GREVE DES FONCTIONNAIRES: CE QUI NE VA PAS DANS LE DIALOGUE SOCIAL
Grèves et menaces de grève des fonctionnaires
Dialogue social : ce qui ne va
pas
Depuis plusieurs mois, le front social
est agité. Les discussions entre l’Etat et les travailleurs sont difficiles et les menaces
fusent de part et d’autres. Qu’est-ce qui explique cela ? Les acteurs
expliquent.
C’est
un ouf de soulagement. Les enseignants des 14 syndicats du primaire public ont
repris la craie. L’Intersyndicale refuse toutefois de lever son mot d’ordre de
grève. C’était le souhait du gouvernement mais selon Zunon Achille, le
secrétaire général des syndicats autonomes de l’enseignement primaire public
(Saeppci) ils ont préféré « suspendre »…pour mieux la reconduire en
cas de désaccord avec les autorités lors des négociations.
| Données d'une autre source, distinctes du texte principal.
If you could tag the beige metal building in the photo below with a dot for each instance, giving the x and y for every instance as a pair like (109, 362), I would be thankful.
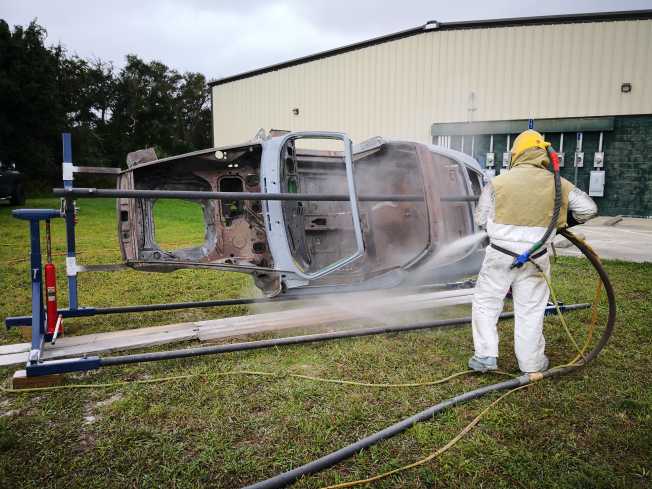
(468, 85)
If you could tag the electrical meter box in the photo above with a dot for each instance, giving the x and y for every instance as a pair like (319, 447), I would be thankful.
(489, 162)
(507, 156)
(596, 184)
(598, 160)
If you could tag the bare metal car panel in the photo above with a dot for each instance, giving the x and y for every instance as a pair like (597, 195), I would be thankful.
(397, 236)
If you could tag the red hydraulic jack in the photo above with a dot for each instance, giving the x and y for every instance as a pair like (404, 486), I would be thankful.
(54, 319)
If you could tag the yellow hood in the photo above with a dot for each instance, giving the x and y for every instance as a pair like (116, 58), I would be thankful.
(536, 157)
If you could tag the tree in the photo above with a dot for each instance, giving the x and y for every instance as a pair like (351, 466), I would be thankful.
(45, 91)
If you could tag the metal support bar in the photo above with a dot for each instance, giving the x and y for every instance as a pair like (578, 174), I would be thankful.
(14, 321)
(97, 170)
(193, 195)
(89, 363)
(97, 311)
Les parents d’élèves pour qui cette rentrée
2016-2017 a très mal débuté, s’inquiètent. Ils le savent : Même si l’Etat parvient
à rassurer définitivement ses interlocuteurs, l’école ne sera pas pour autant
sauvée. Parce que ces mêmes enseignants font partie de la Plateforme nationale des organisations
professionnelles du secteur public de Côte d’Ivoire, dirigée par Gnagna Zady
Théodore. Et M. Zady vient justement de
donner un ultimatum. Si en janvier, leurs revendications ne sont pas
satisfaites, c’est le débrayage total. L’administration publique va en pâtir !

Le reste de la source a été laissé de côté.